Keeping the down payments high, keeps the irresponsible out. This also keeps the poor out.
You always take more risk when you give poor people loans.
The Bush administration and the Republican congress are guilty of trying to help increase home ownership in the lower economic rungs by lowering the bar for loans. | Actually, the administration and the Republican Congress didn't give a damn about the poor people getting loans. The Reps were listening to the voices of Wall Street that created a shadow banking system to avoid banking regulation. The motive, as always, was increased profits. Their method was for finance companies to sell subprime and nontraditional mortgages to millions of Americans who they didn't care couldn't afford the mortgage payments. They didn't care because the they assumed that if the borrower defaulted the could foreclose on the house and get their money out. That changed when house prices fell.

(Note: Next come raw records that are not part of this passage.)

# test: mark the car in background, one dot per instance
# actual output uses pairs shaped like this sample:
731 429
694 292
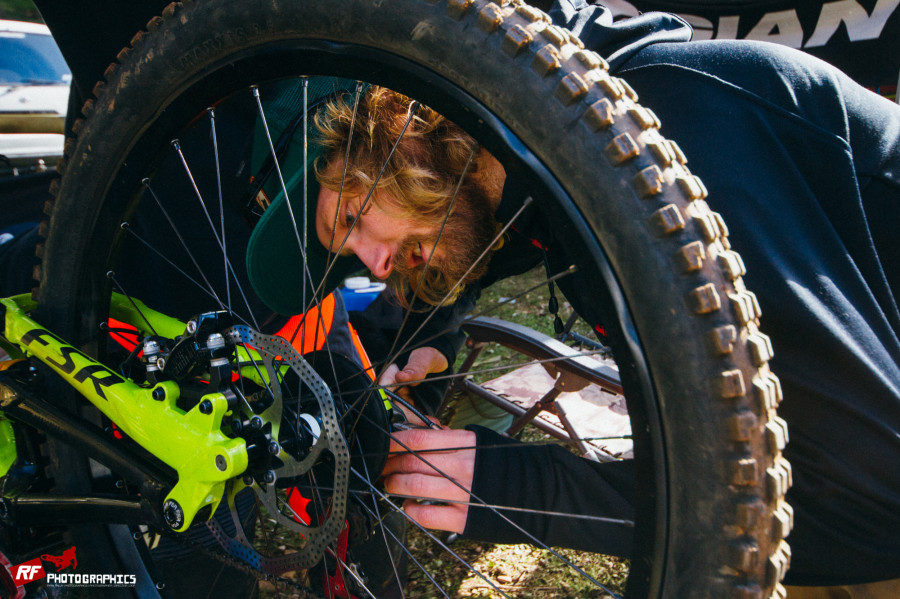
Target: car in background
34 93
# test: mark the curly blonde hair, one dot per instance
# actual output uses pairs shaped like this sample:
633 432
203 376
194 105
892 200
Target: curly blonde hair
423 175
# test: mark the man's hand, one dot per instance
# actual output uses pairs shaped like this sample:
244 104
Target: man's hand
419 466
422 362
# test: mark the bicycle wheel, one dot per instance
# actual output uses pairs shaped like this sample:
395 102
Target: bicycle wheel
684 331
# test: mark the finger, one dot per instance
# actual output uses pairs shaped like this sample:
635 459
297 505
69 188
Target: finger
451 517
455 464
431 488
431 439
422 362
389 376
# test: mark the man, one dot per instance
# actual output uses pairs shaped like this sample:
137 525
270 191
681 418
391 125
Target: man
759 123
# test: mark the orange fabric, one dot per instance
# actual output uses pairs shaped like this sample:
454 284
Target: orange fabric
307 332
363 356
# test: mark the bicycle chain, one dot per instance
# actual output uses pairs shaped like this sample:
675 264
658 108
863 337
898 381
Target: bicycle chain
238 564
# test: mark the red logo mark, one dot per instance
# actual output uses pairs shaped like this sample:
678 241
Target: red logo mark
27 572
62 561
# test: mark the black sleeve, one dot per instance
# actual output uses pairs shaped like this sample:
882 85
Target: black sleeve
548 478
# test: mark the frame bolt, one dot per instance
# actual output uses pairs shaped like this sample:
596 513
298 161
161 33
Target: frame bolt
215 341
173 514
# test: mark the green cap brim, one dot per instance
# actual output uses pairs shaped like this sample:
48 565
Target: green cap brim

While it is true that the Federal Reserve and the Bush Administration was asleep at the wheel, I didn't hear anyone from the "hard-right" voicing any objection. The Bush Administration is the hard right. Their philosophy is that there isn't a government regulation that shouldn't be weakened. However, as early as 2005, liberal economist Paul Krugman was warning about the housing bubble. A year ago, Krugman advocated against bail-outs because that rewarded the people who got us into this mess and instead, advocated forcing work-outs of mortgage loans.